On the other hand, the VA operates under Title 38 U.S.C. with a
different mission and picks up where the Military Department, by
law, must leave off. The VA is authorized to compensate a
Veteran for any medical condition for which it has established a
nexus with military service regardless of the time that has
passed since discharge or progression of the condition. Unlike
the Military Department, the VA may conduct periodic
reassessments of the condition and adjust its ratings
accordingly.
The complete Clinical Psychology Consultant evaluation is at
Exhibit G.
APPLICANT'S REVIEW OF AIR FORCE EVALUATION:
Copies of the Air Force evaluations were forwarded to the
applicant on 7 Jul 15 for review and comment within 30 days
(Exhibit H). As of this date, no response has been received by
this office.
THE BOARD CONCLUDES THAT:
1. The applicant has exhausted all remedies provided by
existing law or regulations.
2. The application was not timely filed; however, it is in the
interest of justice to excuse the failure to timely file.

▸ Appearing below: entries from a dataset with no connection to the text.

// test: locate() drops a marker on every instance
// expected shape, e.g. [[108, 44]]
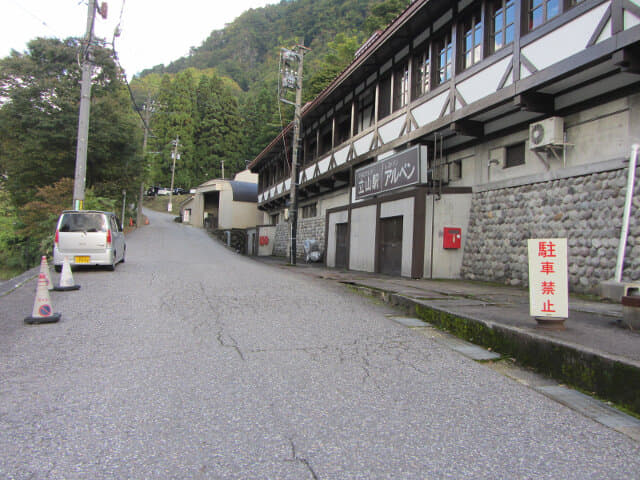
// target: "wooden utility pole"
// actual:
[[83, 121], [293, 211], [174, 154], [147, 119]]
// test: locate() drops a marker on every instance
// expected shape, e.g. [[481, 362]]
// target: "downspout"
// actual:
[[627, 211]]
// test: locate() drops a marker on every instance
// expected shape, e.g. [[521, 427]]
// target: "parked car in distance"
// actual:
[[89, 237]]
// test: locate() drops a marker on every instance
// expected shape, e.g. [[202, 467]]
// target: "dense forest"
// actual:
[[241, 113], [220, 103]]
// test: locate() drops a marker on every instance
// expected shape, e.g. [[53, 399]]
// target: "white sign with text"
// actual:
[[548, 278]]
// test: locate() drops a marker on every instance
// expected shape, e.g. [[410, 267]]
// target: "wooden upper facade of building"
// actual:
[[455, 74]]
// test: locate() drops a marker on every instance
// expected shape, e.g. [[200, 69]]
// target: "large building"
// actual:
[[464, 129]]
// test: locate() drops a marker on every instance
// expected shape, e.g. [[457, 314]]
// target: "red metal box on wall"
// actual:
[[452, 237]]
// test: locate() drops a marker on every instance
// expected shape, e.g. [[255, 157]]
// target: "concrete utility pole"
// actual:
[[174, 154], [83, 121], [298, 55]]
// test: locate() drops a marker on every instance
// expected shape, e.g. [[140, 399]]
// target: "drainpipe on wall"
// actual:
[[627, 211]]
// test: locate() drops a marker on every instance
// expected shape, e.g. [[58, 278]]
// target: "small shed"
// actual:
[[226, 204]]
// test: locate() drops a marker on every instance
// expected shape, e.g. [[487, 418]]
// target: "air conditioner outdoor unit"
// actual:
[[548, 132]]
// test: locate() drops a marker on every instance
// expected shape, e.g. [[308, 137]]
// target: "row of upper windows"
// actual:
[[481, 31]]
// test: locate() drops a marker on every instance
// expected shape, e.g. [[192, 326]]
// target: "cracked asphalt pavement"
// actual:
[[190, 361]]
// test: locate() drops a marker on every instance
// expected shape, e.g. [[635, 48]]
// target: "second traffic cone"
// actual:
[[66, 278], [42, 311], [44, 270]]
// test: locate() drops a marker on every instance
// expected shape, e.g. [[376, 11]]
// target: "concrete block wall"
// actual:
[[308, 229], [587, 210]]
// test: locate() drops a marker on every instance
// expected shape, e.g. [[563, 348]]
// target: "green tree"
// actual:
[[40, 94], [383, 14], [175, 118], [218, 136], [39, 104], [338, 57]]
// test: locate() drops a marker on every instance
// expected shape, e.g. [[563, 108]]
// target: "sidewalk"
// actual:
[[596, 352]]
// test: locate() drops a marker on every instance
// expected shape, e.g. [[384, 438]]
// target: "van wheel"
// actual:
[[112, 267]]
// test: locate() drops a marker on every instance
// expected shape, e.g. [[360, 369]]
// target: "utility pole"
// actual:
[[289, 58], [83, 121], [174, 154], [147, 119]]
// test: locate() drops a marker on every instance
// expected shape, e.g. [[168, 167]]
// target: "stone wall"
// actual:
[[281, 241], [308, 229], [587, 210]]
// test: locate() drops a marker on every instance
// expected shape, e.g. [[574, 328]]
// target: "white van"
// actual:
[[89, 237]]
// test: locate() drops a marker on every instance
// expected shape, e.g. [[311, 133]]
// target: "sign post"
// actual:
[[548, 282]]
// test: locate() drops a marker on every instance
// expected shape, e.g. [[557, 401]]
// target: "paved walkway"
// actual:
[[592, 326]]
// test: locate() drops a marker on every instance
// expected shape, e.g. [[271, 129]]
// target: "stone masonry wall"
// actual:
[[587, 210], [308, 229], [281, 241]]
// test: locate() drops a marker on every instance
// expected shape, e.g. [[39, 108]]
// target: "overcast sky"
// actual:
[[153, 32]]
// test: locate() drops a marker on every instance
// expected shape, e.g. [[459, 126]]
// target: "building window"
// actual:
[[365, 110], [514, 155], [444, 50], [384, 96], [503, 16], [472, 39], [421, 72], [310, 148], [343, 126], [455, 170], [401, 86], [310, 211], [541, 11], [326, 138]]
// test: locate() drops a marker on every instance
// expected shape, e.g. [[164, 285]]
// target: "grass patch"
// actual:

3. Insufficient relevant evidence has been presented to
demonstrate the existence of an error or injustice. We took
notice of the applicants complete submission in judging the
merits of the case; however, we agree with the opinions and
recommendations of the Air Force offices of primary
responsibility and both the BCMR Medical Consultant and the BCMR
Psychology Consultant and adopt their rationale as the basis for
our conclusion the applicant has not been the victim of an error
of injustice. Additionally, the Board found no evidence to
support the applicants contention to reinstate his vacated NCO
status. Therefore, in the absence of evidence to the contrary,
we find no basis to recommend granting the requested relief.
THE BOARD DETERMINES THAT:
The applicant be notified the evidence presented did not
demonstrate the existence of material error or injustice; the
application was denied without a personal appearance; and the
application will only be reconsidered upon the submission of
newly discovered relevant evidence not considered with this
application.
The following members of the Board considered AFBCMR Docket
Number BC-2014-01536 in Executive Session on 27 Aug 15 under the
provisions of AFI 36-2603:
, Panel Chair
, Member
, Member
The following documentary evidence was considered:
Exhibit A. DD Form 149, dated 9 Jul 13, w/atchs.
Exhibit B. Applicant's Master Personnel Records.
Exhibit C. Letter, AFPC/DPFD, dated 13 May 13 [sic].
Exhibit D. Letter, AFPC/DPSOE, dated 16 May 14.
Exhibit E. Letter, AFPC/DPSOR, dated 11 Jun 14.
Exhibit F. Letter, BCMR Medical Consultant,
dated 5 Nov 14.
Exhibit G. Letter, BCMR Psychology Consultant,
dated 22 Jun 15.
Exhibit H. Letter, SAF/MRBR, dated 7 Jul 15.